The Škoda 1201 was a family car produced by Czechoslovak automaker AZPN (Škoda Auto) at their plant in Mladá Boleslav. Saloon and estate versions were offered along with a panel van. The car was released in 1954 as a successor to the Škoda 1200. It inherited its predecessor's steel ponton format body. One difference was the fitting of flashing turn signal indicators, whereas the 1200 had incorporated semaphore style trafficators in its front wings: subsequent retro-fitting of flashing indicators to old 1200s has left this as an imperfect method for distinguishing between the two models, however.
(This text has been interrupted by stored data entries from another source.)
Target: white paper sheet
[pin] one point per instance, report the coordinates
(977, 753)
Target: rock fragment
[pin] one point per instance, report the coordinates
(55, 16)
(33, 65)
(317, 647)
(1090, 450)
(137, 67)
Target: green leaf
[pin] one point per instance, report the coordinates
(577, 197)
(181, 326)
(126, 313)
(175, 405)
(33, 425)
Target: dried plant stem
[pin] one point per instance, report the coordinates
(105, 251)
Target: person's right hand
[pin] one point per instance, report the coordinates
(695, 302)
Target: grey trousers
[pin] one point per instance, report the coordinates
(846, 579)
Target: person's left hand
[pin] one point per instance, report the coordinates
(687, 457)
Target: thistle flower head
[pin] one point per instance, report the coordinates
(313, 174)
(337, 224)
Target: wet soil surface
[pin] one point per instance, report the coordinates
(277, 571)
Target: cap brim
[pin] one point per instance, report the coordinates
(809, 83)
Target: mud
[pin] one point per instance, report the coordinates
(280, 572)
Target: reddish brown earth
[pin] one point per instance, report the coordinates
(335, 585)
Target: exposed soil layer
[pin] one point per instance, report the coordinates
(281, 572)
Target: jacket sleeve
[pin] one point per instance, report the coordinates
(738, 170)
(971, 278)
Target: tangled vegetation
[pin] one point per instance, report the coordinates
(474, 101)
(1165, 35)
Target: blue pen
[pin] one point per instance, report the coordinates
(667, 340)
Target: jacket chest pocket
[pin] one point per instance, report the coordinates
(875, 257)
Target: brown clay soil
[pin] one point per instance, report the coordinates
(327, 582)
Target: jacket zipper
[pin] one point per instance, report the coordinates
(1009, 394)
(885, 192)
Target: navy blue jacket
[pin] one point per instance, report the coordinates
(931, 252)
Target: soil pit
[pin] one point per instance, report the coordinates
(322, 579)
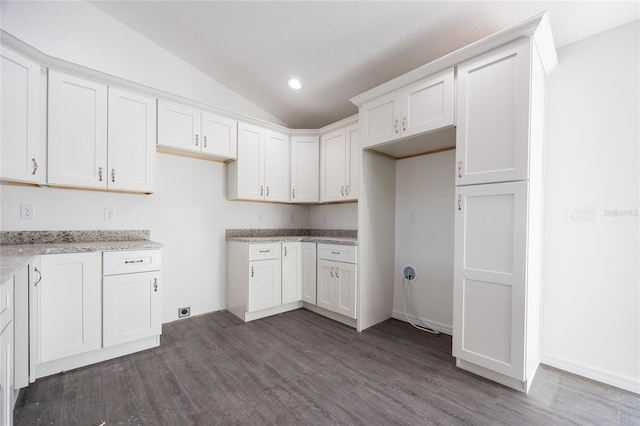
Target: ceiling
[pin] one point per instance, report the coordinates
(337, 49)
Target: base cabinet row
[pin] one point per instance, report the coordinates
(266, 279)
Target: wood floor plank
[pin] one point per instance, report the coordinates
(300, 368)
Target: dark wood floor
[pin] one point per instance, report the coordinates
(301, 368)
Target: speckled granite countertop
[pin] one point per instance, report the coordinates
(323, 236)
(18, 249)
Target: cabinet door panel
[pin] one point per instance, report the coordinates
(219, 135)
(250, 163)
(428, 104)
(489, 276)
(309, 272)
(345, 301)
(276, 167)
(131, 307)
(265, 288)
(21, 156)
(493, 116)
(77, 131)
(69, 302)
(333, 164)
(305, 169)
(291, 272)
(132, 141)
(380, 119)
(178, 126)
(326, 285)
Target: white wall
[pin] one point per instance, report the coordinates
(188, 214)
(425, 214)
(80, 33)
(591, 278)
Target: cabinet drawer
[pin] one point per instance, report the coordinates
(337, 252)
(264, 251)
(130, 261)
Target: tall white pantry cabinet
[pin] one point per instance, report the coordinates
(498, 226)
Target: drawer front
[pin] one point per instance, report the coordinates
(131, 261)
(264, 251)
(337, 252)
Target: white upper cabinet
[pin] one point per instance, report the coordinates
(420, 107)
(131, 141)
(22, 153)
(77, 131)
(305, 169)
(261, 171)
(493, 109)
(100, 137)
(340, 165)
(190, 129)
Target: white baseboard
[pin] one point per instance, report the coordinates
(438, 326)
(628, 383)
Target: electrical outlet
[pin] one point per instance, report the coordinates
(27, 212)
(109, 214)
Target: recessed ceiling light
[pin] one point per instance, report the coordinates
(294, 83)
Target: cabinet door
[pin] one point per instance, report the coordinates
(178, 126)
(265, 288)
(219, 135)
(250, 163)
(132, 141)
(305, 169)
(326, 285)
(291, 272)
(77, 131)
(69, 303)
(276, 167)
(354, 163)
(309, 272)
(489, 276)
(131, 307)
(380, 119)
(345, 299)
(333, 166)
(493, 108)
(427, 104)
(21, 141)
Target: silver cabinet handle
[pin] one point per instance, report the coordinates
(39, 276)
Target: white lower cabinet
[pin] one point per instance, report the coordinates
(68, 300)
(336, 284)
(78, 317)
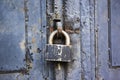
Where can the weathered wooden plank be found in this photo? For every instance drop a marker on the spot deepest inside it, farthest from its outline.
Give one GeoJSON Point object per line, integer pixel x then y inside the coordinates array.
{"type": "Point", "coordinates": [72, 21]}
{"type": "Point", "coordinates": [102, 66]}
{"type": "Point", "coordinates": [12, 35]}
{"type": "Point", "coordinates": [86, 40]}
{"type": "Point", "coordinates": [115, 32]}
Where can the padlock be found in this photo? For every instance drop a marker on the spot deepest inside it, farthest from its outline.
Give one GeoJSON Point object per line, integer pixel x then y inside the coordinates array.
{"type": "Point", "coordinates": [59, 52]}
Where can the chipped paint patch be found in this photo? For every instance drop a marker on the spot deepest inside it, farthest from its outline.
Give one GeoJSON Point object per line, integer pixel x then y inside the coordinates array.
{"type": "Point", "coordinates": [22, 44]}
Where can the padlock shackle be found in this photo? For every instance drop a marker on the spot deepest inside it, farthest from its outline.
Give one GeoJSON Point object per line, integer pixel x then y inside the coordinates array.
{"type": "Point", "coordinates": [67, 38]}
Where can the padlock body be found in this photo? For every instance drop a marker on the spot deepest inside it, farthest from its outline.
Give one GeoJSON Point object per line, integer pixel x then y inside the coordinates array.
{"type": "Point", "coordinates": [58, 52]}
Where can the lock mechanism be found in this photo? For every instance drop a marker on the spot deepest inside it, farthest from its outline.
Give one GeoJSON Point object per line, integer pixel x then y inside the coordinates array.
{"type": "Point", "coordinates": [59, 52]}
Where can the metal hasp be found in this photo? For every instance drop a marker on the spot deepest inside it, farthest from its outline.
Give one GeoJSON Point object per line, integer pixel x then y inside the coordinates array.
{"type": "Point", "coordinates": [59, 52]}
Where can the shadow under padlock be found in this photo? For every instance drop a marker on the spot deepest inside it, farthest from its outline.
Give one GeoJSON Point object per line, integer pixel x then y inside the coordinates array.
{"type": "Point", "coordinates": [59, 52]}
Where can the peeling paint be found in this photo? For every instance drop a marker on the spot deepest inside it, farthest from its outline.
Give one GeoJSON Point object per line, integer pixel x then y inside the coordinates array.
{"type": "Point", "coordinates": [22, 45]}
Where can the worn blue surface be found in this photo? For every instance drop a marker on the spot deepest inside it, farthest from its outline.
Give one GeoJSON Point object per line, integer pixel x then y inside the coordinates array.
{"type": "Point", "coordinates": [12, 35]}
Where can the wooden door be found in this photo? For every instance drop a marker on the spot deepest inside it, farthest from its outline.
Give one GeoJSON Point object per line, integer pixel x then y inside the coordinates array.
{"type": "Point", "coordinates": [108, 37]}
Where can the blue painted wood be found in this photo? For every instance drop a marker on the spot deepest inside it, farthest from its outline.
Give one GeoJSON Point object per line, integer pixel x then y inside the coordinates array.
{"type": "Point", "coordinates": [12, 35]}
{"type": "Point", "coordinates": [115, 32]}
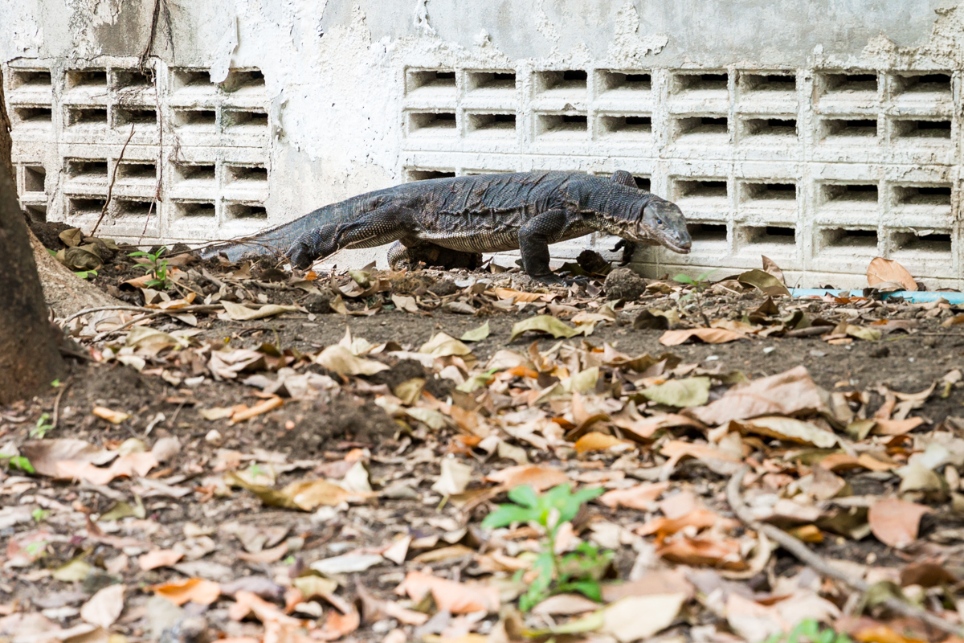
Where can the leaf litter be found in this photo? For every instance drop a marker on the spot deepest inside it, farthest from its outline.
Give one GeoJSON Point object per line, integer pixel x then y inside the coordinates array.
{"type": "Point", "coordinates": [266, 475]}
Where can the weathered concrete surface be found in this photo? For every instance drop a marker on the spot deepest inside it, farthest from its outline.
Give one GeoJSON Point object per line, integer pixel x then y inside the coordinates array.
{"type": "Point", "coordinates": [339, 121]}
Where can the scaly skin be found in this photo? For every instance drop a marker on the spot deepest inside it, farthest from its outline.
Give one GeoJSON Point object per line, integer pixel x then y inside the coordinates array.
{"type": "Point", "coordinates": [457, 218]}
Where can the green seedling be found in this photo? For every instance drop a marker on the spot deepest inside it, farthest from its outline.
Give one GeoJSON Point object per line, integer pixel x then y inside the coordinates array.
{"type": "Point", "coordinates": [43, 427]}
{"type": "Point", "coordinates": [155, 265]}
{"type": "Point", "coordinates": [576, 571]}
{"type": "Point", "coordinates": [809, 631]}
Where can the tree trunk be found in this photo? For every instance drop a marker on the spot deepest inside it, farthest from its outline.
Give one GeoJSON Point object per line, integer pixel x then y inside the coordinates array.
{"type": "Point", "coordinates": [29, 358]}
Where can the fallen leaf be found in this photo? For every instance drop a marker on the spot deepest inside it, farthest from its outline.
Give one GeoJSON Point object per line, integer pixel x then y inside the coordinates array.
{"type": "Point", "coordinates": [545, 324]}
{"type": "Point", "coordinates": [197, 590]}
{"type": "Point", "coordinates": [450, 596]}
{"type": "Point", "coordinates": [883, 270]}
{"type": "Point", "coordinates": [339, 359]}
{"type": "Point", "coordinates": [159, 558]}
{"type": "Point", "coordinates": [708, 335]}
{"type": "Point", "coordinates": [476, 334]}
{"type": "Point", "coordinates": [104, 607]}
{"type": "Point", "coordinates": [636, 618]}
{"type": "Point", "coordinates": [692, 391]}
{"type": "Point", "coordinates": [895, 522]}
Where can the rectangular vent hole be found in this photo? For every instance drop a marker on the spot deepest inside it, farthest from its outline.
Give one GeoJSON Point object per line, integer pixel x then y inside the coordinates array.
{"type": "Point", "coordinates": [930, 242]}
{"type": "Point", "coordinates": [850, 127]}
{"type": "Point", "coordinates": [87, 169]}
{"type": "Point", "coordinates": [431, 120]}
{"type": "Point", "coordinates": [85, 207]}
{"type": "Point", "coordinates": [844, 82]}
{"type": "Point", "coordinates": [247, 211]}
{"type": "Point", "coordinates": [701, 189]}
{"type": "Point", "coordinates": [922, 129]}
{"type": "Point", "coordinates": [851, 192]}
{"type": "Point", "coordinates": [492, 80]}
{"type": "Point", "coordinates": [434, 79]}
{"type": "Point", "coordinates": [713, 81]}
{"type": "Point", "coordinates": [770, 127]}
{"type": "Point", "coordinates": [33, 115]}
{"type": "Point", "coordinates": [195, 118]}
{"type": "Point", "coordinates": [243, 79]}
{"type": "Point", "coordinates": [785, 82]}
{"type": "Point", "coordinates": [769, 191]}
{"type": "Point", "coordinates": [428, 175]}
{"type": "Point", "coordinates": [192, 79]}
{"type": "Point", "coordinates": [850, 238]}
{"type": "Point", "coordinates": [923, 195]}
{"type": "Point", "coordinates": [923, 83]}
{"type": "Point", "coordinates": [35, 212]}
{"type": "Point", "coordinates": [86, 78]}
{"type": "Point", "coordinates": [707, 232]}
{"type": "Point", "coordinates": [559, 123]}
{"type": "Point", "coordinates": [137, 170]}
{"type": "Point", "coordinates": [627, 124]}
{"type": "Point", "coordinates": [771, 234]}
{"type": "Point", "coordinates": [195, 208]}
{"type": "Point", "coordinates": [134, 207]}
{"type": "Point", "coordinates": [195, 171]}
{"type": "Point", "coordinates": [246, 173]}
{"type": "Point", "coordinates": [245, 118]}
{"type": "Point", "coordinates": [492, 122]}
{"type": "Point", "coordinates": [570, 79]}
{"type": "Point", "coordinates": [133, 79]}
{"type": "Point", "coordinates": [30, 78]}
{"type": "Point", "coordinates": [86, 116]}
{"type": "Point", "coordinates": [135, 116]}
{"type": "Point", "coordinates": [716, 125]}
{"type": "Point", "coordinates": [34, 178]}
{"type": "Point", "coordinates": [626, 81]}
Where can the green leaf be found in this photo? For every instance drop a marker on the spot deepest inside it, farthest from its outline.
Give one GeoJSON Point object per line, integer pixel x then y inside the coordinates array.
{"type": "Point", "coordinates": [524, 495]}
{"type": "Point", "coordinates": [545, 324]}
{"type": "Point", "coordinates": [692, 391]}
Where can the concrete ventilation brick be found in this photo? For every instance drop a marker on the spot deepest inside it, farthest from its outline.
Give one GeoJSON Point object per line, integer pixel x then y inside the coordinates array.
{"type": "Point", "coordinates": [196, 165]}
{"type": "Point", "coordinates": [819, 169]}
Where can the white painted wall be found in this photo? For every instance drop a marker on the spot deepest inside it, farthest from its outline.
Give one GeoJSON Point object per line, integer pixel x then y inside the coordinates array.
{"type": "Point", "coordinates": [341, 111]}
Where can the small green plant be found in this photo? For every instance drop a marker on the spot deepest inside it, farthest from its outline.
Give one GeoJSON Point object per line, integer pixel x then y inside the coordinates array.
{"type": "Point", "coordinates": [575, 571]}
{"type": "Point", "coordinates": [17, 462]}
{"type": "Point", "coordinates": [43, 427]}
{"type": "Point", "coordinates": [809, 631]}
{"type": "Point", "coordinates": [156, 266]}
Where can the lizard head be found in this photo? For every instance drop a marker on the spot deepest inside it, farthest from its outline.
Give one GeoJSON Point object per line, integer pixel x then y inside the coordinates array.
{"type": "Point", "coordinates": [662, 221]}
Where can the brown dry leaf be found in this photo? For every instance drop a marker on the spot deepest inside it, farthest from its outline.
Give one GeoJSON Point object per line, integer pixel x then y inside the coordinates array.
{"type": "Point", "coordinates": [114, 417]}
{"type": "Point", "coordinates": [788, 393]}
{"type": "Point", "coordinates": [159, 558]}
{"type": "Point", "coordinates": [197, 590]}
{"type": "Point", "coordinates": [450, 596]}
{"type": "Point", "coordinates": [595, 441]}
{"type": "Point", "coordinates": [104, 607]}
{"type": "Point", "coordinates": [640, 497]}
{"type": "Point", "coordinates": [538, 477]}
{"type": "Point", "coordinates": [244, 414]}
{"type": "Point", "coordinates": [895, 522]}
{"type": "Point", "coordinates": [707, 335]}
{"type": "Point", "coordinates": [719, 553]}
{"type": "Point", "coordinates": [889, 271]}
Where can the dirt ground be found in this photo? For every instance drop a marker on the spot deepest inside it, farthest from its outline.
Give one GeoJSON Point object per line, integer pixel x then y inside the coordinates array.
{"type": "Point", "coordinates": [161, 465]}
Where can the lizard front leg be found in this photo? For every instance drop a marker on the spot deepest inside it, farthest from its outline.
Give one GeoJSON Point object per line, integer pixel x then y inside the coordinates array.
{"type": "Point", "coordinates": [534, 239]}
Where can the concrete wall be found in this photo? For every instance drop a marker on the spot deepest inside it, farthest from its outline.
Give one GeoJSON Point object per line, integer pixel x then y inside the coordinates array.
{"type": "Point", "coordinates": [819, 134]}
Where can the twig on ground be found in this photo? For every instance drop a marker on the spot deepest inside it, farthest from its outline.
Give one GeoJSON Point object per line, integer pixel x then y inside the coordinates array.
{"type": "Point", "coordinates": [821, 566]}
{"type": "Point", "coordinates": [113, 179]}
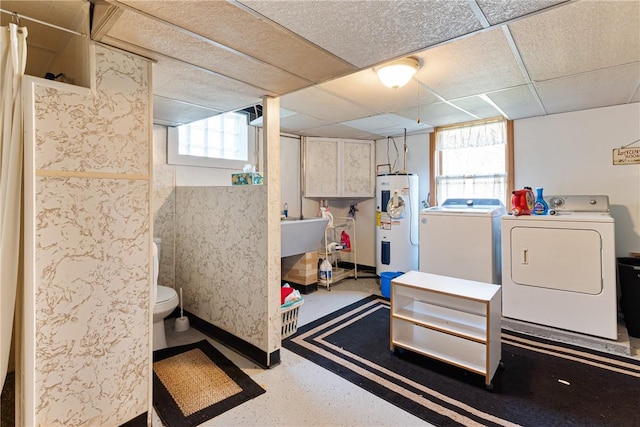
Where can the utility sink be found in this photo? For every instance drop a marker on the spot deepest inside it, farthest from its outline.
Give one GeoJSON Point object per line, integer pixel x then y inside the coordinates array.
{"type": "Point", "coordinates": [300, 236]}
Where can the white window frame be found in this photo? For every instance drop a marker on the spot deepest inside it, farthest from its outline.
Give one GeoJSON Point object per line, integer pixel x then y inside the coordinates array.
{"type": "Point", "coordinates": [175, 158]}
{"type": "Point", "coordinates": [508, 173]}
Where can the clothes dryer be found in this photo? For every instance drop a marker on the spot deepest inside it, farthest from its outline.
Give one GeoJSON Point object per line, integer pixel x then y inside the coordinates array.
{"type": "Point", "coordinates": [559, 270]}
{"type": "Point", "coordinates": [461, 238]}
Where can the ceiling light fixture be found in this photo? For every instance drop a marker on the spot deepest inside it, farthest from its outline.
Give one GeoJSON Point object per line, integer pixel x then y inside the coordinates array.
{"type": "Point", "coordinates": [398, 73]}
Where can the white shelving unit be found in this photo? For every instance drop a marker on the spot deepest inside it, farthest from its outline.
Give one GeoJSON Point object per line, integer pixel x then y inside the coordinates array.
{"type": "Point", "coordinates": [453, 320]}
{"type": "Point", "coordinates": [333, 234]}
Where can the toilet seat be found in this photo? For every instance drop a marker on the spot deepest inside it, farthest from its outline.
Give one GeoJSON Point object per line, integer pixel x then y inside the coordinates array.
{"type": "Point", "coordinates": [165, 293]}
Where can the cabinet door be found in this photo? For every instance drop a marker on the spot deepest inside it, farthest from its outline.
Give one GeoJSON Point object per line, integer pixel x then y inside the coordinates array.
{"type": "Point", "coordinates": [357, 169]}
{"type": "Point", "coordinates": [322, 168]}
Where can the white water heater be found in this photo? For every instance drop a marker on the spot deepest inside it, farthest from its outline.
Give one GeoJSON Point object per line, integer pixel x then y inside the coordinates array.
{"type": "Point", "coordinates": [397, 219]}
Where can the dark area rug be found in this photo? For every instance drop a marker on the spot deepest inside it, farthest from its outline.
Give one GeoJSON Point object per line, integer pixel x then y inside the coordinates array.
{"type": "Point", "coordinates": [195, 382]}
{"type": "Point", "coordinates": [543, 383]}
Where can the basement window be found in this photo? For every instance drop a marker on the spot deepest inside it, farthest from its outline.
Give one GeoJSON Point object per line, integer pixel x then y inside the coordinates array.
{"type": "Point", "coordinates": [220, 141]}
{"type": "Point", "coordinates": [472, 160]}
The car was powered by a four-cylinder 1221 cc ohv water-cooled engine producing at maximum power 33 kW at 4,200 rpm. The four-speed gear-box included synchromesh on the top three ratios, power being delivered to the rear wheels via a jointed prop shaft. Top speeds of between 90 km/h (56 mph) and 105 km/h (65 mph) were quoted.

The 1201 was available as a four-door saloon and as a three- or five-door station wagon. A panel van (light delivery van) and pick-up truck version were also produced.

Production ended in 1961, which was also the year in which production began of the successor model, the Škoda 1202. It was widely exported to western nations; most cars remaining in Czechoslovakia went to government or taxi usage, with a very small number being sold to private owners.